QUESTION: What are your thoughts on what areas in software engineering where you work with components, different models of computation concurrency, verifiability, composability, and things like that?
CRAIG MUNDIE: I guess as I implied, when I think of engineering disciplines, my favorite example is people who build bridges and buildings and things, or even the people in the hardware business, they have evolved to where, layer-by-layer, the people who do work, are specialists at a particular layer, and they make very strong contracts about what they can assume about one to the next.

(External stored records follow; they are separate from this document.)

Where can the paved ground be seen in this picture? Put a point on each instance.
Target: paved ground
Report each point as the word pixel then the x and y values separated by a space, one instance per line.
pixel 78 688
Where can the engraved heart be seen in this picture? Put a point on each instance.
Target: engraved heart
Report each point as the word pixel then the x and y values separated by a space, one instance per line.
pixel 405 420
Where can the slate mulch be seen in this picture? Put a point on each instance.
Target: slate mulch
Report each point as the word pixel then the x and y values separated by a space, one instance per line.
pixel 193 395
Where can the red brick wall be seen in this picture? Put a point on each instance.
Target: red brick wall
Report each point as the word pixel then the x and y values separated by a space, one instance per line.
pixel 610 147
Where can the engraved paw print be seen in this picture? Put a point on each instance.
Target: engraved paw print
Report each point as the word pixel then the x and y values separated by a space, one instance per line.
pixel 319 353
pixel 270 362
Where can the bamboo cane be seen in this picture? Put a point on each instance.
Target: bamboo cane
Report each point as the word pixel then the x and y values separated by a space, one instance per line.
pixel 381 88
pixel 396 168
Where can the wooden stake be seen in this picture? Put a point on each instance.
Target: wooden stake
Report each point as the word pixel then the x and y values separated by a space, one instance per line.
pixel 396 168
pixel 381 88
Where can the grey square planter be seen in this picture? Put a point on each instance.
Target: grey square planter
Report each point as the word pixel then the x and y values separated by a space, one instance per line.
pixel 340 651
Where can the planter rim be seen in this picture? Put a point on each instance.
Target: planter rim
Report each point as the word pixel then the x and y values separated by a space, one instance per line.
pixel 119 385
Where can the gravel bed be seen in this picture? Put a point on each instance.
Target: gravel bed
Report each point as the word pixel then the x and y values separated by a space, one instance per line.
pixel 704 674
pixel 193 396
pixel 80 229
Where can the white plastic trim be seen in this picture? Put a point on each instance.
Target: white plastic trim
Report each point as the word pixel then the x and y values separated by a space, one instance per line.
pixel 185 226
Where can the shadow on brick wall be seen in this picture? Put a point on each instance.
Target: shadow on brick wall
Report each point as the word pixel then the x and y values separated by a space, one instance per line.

My view is, software as an engineering discipline has not yet evolved to that state. And that everything, more or less, is still too ad hoc. We’re starting to put some mechanisms in place that will allow, in certain parts of the total software problem, to have taxonomy, or to have a way of essentially describing these things. XML and things of that ilk are ways of doing it for a particular problem class. But when you get down to the software itself, I think we still don’t have a fusion of the model by which we write applications and the model by which we can express the contract that we want to have between what we’ve written and what anybody else has written either next to us or below us or what we want to advertise to the people above us.
As you go into this service-oriented environment, we’re being forced to do that. But that’s really incipient in the world of software today. And so I think that we have a very big deficiency relative to the formalisms of sort of verifiable composability.
OK, they’re telling me I’m out of time. I appreciate your attention. I hope you enjoyed it, and I’m glad you could come and join us. Take care.